IA CHI is a score developed by Indigo Ag specifically for use in modelling crop yield. The formula for the index uses certain reflectance values picked up by NASA and European Space Agency (ESA) satellites. Indigo Ag generates scores on a daily basis and summarize for states or countries.
NDVI is a more widely used score for measuring vegetation from space. While not specific to agriculture, it has been increasingly used by the agricultural community as a proxy for the visible health of crops. While typical NDVI is calculated by looking at all pixels in a given area (e.g. all the pixels in Iowa or the United States), Indigo Ag’s NDVI is masked by crop.
CHI is calibrated specifically for agriculture and crop modelling, whereas NDVI is a more general plant health metric used for myriad academic purposes. NDVI is more generally known and some users may find it more familiar, though they have almost certainly not consumed NDVI in crop-masked form.
Because Indigo Ag has a map of where individual crops are grown, the metrics only look at pixels planted for a specific crop. So, IA CHI Corn for Iowa will only show the CHI for the corn pixels in that state. IA NDVI Soy for Córdoba, Argentina will only show the NDVI for soy pixels in Córdoba, Argentina.

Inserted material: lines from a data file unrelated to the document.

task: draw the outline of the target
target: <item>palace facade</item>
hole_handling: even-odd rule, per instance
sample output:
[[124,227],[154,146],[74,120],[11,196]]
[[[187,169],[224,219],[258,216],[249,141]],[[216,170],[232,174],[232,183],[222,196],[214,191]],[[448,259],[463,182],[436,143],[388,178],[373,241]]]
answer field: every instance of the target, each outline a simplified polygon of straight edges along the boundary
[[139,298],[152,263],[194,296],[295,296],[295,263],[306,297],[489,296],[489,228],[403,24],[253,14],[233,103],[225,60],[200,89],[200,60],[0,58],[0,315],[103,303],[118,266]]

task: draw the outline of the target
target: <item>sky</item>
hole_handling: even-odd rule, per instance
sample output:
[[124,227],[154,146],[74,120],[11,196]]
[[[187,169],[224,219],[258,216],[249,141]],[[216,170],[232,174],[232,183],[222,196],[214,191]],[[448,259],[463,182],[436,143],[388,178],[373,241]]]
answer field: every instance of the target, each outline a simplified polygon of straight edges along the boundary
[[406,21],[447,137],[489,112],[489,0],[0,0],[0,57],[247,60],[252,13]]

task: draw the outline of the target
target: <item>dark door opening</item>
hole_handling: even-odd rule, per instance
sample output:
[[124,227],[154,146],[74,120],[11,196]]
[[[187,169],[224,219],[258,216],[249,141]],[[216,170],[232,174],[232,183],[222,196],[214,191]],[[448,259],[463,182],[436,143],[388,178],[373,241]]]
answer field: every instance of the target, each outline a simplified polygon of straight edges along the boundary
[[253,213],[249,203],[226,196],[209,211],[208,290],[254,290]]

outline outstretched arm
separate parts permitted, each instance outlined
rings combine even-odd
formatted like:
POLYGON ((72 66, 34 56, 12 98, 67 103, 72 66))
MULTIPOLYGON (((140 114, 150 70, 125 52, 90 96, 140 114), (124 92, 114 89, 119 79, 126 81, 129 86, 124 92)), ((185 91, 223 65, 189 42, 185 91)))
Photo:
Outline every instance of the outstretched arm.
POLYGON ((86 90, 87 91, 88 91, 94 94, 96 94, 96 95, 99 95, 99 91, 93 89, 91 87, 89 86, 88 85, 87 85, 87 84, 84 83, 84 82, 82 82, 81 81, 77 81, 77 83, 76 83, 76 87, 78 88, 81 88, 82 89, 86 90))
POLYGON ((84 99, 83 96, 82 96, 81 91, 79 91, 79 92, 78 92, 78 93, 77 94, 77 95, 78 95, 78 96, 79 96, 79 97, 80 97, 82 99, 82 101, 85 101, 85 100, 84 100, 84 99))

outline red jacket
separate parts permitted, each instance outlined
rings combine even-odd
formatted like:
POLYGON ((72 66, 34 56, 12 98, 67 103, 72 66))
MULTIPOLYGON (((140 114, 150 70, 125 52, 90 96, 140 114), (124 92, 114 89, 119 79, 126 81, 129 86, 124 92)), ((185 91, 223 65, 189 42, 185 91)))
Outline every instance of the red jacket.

Typical satellite-based indexes are produced every eight days. Indigo Ag sources its imagery from newer NASA products which allow it to provide CHI and NDVI values on a daily basis.
Agriculture markets have been using weather data for analysis since ancient Sumeria. Both data products are effective tools to aid researchers and traders seeking a satellite-based, or optical, complement to weather data in their analysis.